Several different standards exist for determining the exact amount of output energy (specifically NFPA and IEEE), but they both result in the following units: Energy/area.
That means that the energy potential, either in Joules or Calories that can be present over every square inch or square centemter of the person working on the equipment.
Therefore, the distance from the location to the operator is also a fundamental factor in the calculation.
As for the specific calculations, those details are best left up to an engineering team, but it does exist in the NFPA 70E for curious minds.
The three main factors that are involved in the arc-flash calculation:
The short-circuit current. This is NOT the sizing of the smallest fuse feeding the branch, this is the total capacity of the circuit to provide current if given a short from Line to Neutral. More current = more energy potential.
The time-delay of the circuit protection elements - fuses and breakers. They might be quick, but not instant. Being mechanical devices, they have a delay in response, it cannot be instant. Longer arc duration = more energy potential.
The distance from the arc source to the operator. Obviously, you would try to limit exposure in all cases, but if maintenance must be performed, you need to supply the right energy calculation. Greater distance = less energy potential.
Combining those three elements (along with conversion factors and some exponents) yields an energy potential in J/cm^2 or cal/cm^2.
When someone must perform maintenance inside a control cabinet, they should ALWAYS examine it for warning labels applied in accordance with NFPA 70 section 110.16 before opening the door.
Different energy levels will require different protective equipment and minimum safe distances allowed before touching anything.
What if you don't see a sticker or warning?
Well, best advice - assume it can kill you!
Approach with caution and examine every wire and conductor inside.
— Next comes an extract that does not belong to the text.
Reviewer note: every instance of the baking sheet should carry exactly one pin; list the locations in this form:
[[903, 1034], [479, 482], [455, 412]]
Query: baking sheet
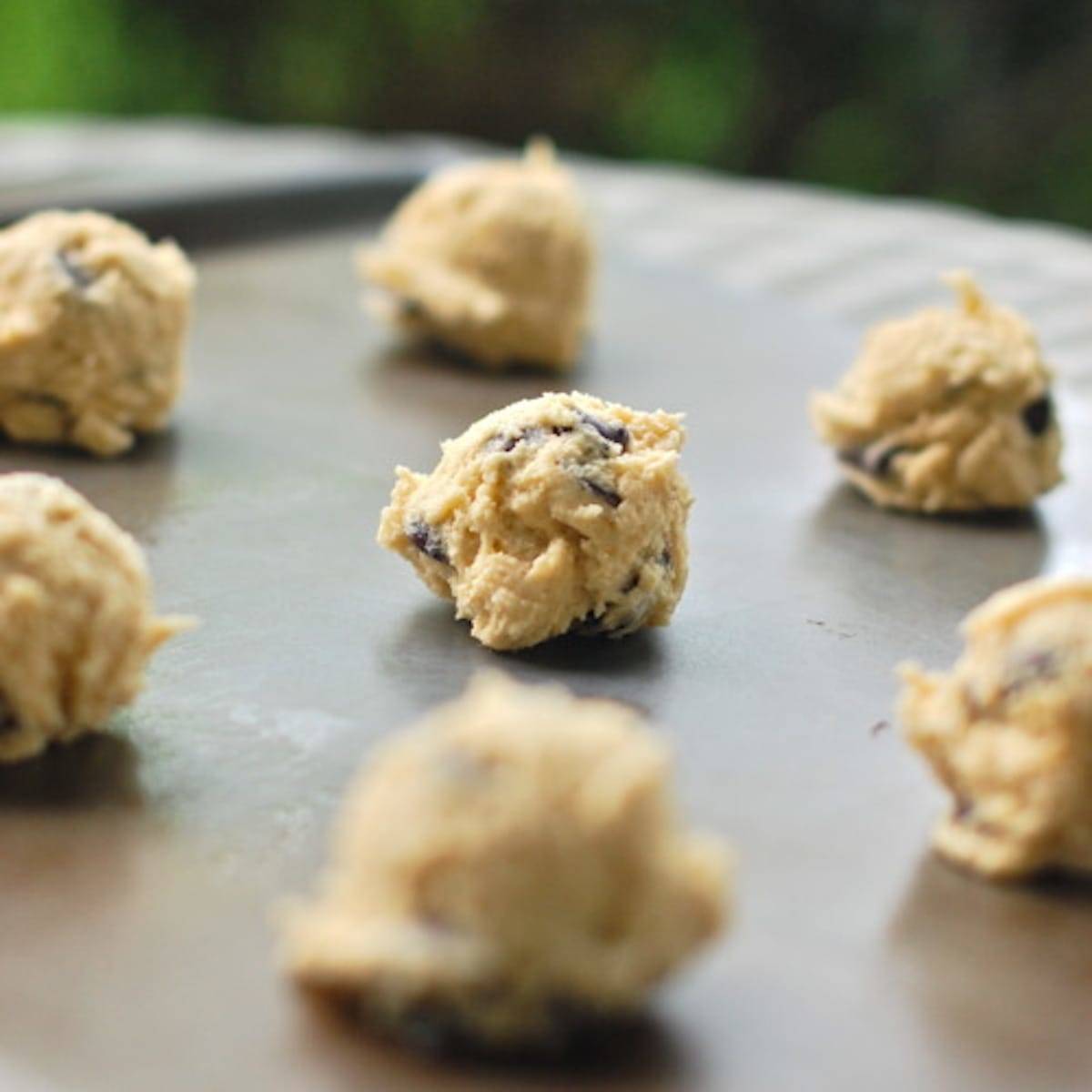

Carefully measure voltages to ensure that every circuit is either dead, or safe enough to handle properly.
When it comes to safety, don't assume that the other person did their job correctly - your safety is your responsibility.
When you assume a high risk, like when opening a potentially lethal cabinet, your senses and awareness should be operating in top condition.
When you understand what can kill you, and what to watch out for, it allows you approach situations and take charge faster with less risk to you and those around you.
That's what we like to see - efficient and safe.